Octave courut à sa croisée—qui était resté ouverte—et il aperçut le bonhomme Jadis qui jardinait comme de coutume.

—Eh bien, nous savons donc danser maintenant? dit le vieillard.

Octave lui répondit par un sourire accompagné par un geste amical.

Le soir du même jour, le portier monta tout essoufflé et tout effaré....

—Monsieur Octave, dit-il... c'est extraordinaire... ce qui arrive....

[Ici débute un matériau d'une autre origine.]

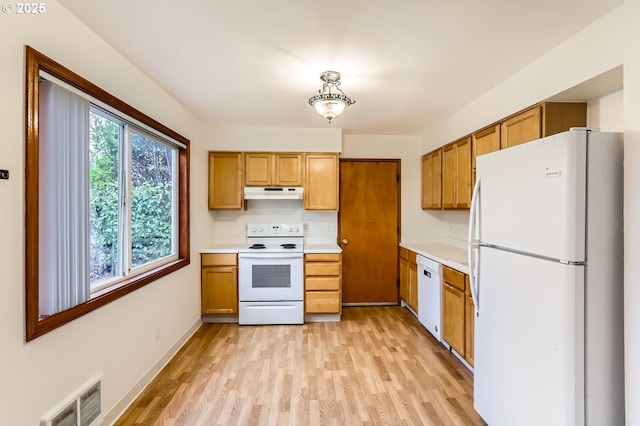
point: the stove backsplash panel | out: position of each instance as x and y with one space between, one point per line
230 226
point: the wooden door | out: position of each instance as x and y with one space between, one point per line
369 223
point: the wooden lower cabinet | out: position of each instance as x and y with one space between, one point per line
323 283
409 278
219 284
469 321
453 309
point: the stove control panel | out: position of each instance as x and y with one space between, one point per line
275 230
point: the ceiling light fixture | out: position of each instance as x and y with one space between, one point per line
329 103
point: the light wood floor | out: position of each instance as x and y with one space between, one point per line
378 366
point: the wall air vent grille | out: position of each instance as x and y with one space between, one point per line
81 408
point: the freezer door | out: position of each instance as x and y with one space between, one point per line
532 197
529 344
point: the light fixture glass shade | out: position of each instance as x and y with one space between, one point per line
329 108
328 103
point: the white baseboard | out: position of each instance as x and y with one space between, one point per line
322 317
119 408
220 319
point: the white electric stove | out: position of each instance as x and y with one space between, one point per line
271 275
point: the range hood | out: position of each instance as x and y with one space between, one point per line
273 193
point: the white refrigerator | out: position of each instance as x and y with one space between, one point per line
546 258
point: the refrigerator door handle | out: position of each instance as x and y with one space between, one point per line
472 248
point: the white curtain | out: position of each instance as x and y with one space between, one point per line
63 198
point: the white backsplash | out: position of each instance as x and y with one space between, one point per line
456 226
230 226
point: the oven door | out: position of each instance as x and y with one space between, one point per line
270 277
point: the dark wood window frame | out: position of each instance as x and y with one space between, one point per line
36 61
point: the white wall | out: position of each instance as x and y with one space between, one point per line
593 51
632 211
555 72
117 340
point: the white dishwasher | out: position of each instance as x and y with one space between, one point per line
429 289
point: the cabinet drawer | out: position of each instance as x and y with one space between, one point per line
322 257
453 277
322 268
322 283
322 302
213 259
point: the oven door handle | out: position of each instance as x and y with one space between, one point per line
270 255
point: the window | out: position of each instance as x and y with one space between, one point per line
106 197
127 237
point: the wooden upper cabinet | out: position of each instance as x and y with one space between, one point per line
273 169
484 142
288 169
258 168
456 174
523 127
226 180
543 120
432 180
321 182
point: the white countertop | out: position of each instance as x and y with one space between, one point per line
221 248
322 248
447 254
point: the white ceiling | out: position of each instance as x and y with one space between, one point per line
407 63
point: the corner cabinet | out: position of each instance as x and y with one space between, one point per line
323 283
432 180
219 284
226 173
409 278
484 141
456 175
542 120
321 181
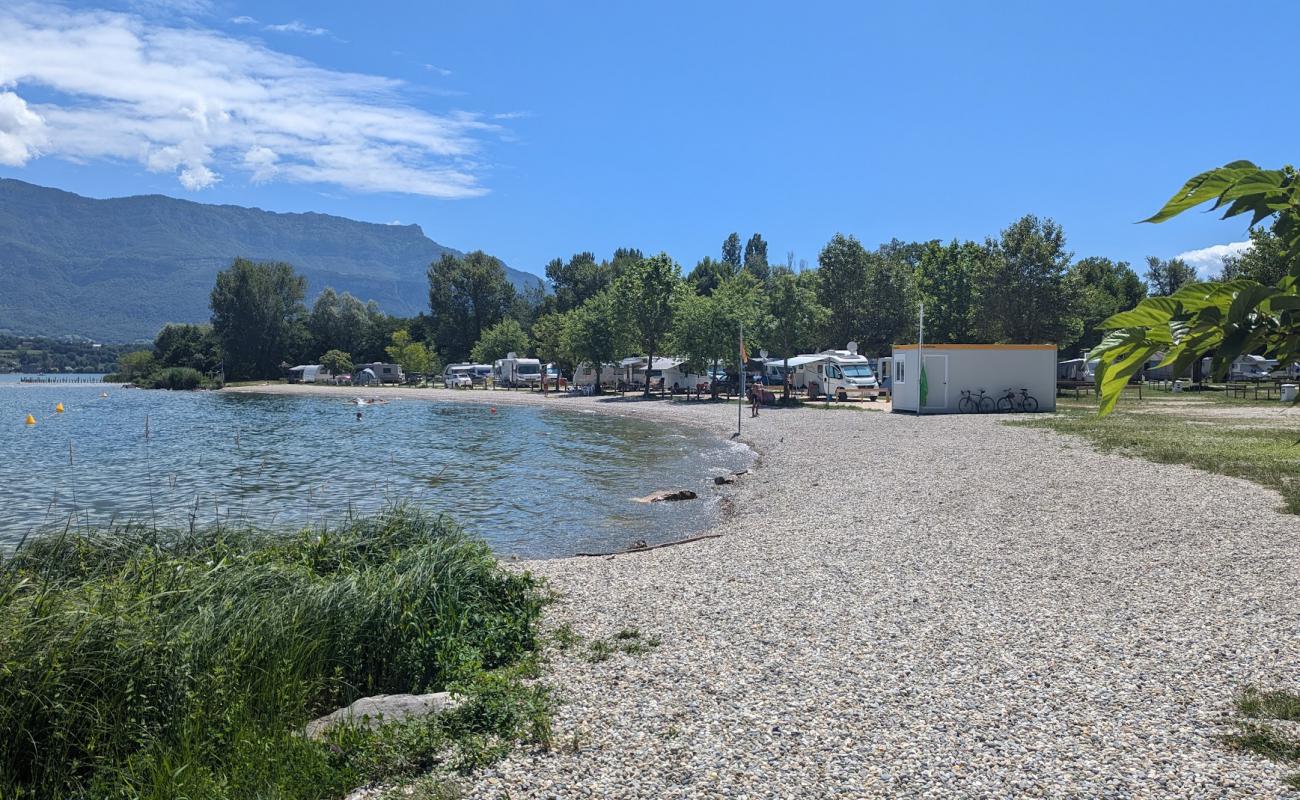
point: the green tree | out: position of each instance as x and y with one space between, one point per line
550 341
947 276
1165 277
1264 260
577 280
1101 288
1229 318
843 284
596 334
645 297
412 357
732 253
796 316
1022 286
502 338
337 362
755 258
183 345
258 316
709 275
467 297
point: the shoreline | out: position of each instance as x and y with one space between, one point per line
941 605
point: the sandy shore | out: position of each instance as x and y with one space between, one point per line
940 606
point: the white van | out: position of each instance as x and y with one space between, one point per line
514 371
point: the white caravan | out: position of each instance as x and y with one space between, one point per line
458 376
514 371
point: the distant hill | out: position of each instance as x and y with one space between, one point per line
118 269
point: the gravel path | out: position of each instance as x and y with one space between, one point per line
940 608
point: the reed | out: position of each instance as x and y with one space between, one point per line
141 664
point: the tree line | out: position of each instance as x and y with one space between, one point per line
1019 286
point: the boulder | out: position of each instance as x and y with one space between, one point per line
378 709
667 494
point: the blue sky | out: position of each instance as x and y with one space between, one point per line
536 130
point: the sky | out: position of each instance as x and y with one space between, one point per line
536 130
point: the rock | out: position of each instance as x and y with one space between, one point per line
667 494
373 712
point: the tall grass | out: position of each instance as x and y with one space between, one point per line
164 665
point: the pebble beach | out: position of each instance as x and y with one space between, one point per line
945 606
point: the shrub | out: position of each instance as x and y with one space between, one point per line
141 664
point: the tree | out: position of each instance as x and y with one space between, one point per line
550 342
467 297
1101 288
947 277
577 280
1227 319
1166 277
841 286
258 316
755 258
731 251
1022 286
796 316
498 341
596 334
645 295
412 357
183 345
709 275
1264 260
337 362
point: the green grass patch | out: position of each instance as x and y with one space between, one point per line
183 665
1240 448
1257 735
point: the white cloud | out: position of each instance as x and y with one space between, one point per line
22 132
196 103
1208 262
297 26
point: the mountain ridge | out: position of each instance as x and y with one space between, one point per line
120 268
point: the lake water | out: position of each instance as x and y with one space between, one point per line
532 481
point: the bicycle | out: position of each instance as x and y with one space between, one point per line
975 403
1025 402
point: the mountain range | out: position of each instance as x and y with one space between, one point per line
118 269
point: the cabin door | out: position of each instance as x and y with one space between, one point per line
936 381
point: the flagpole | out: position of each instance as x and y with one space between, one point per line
921 354
740 400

—Quoi donc? demanda le jeune homme avec inquiétude.

—Une lettre... une lettre pour vous!... C'est une dame qui l'a apportée.... Nous en avons été saisis, ma femme et moi....

—Donnez donc vite, s'écria Octave en prenant la lettre des mains du portier, sur qui il referma sa porte.

Quelques jours après,—le matin,—comme le bonhomme Jadis arrosait ses fleurs, il entendit un duo d'éclats de rire qui s'échappait de la chambre d'Octave.

—Ah! dit le bonhomme en se frottant les mains, je n'ai plus besoin de déménager; j'ai mon affaire en face de moi, ça me rappellera Jacqueline. Vingt ans! et pas d'amourettes! c'était trop fort aussi... À la bonne heure, maintenant.—Il faut bien se ranger. Tra deri, deri dera.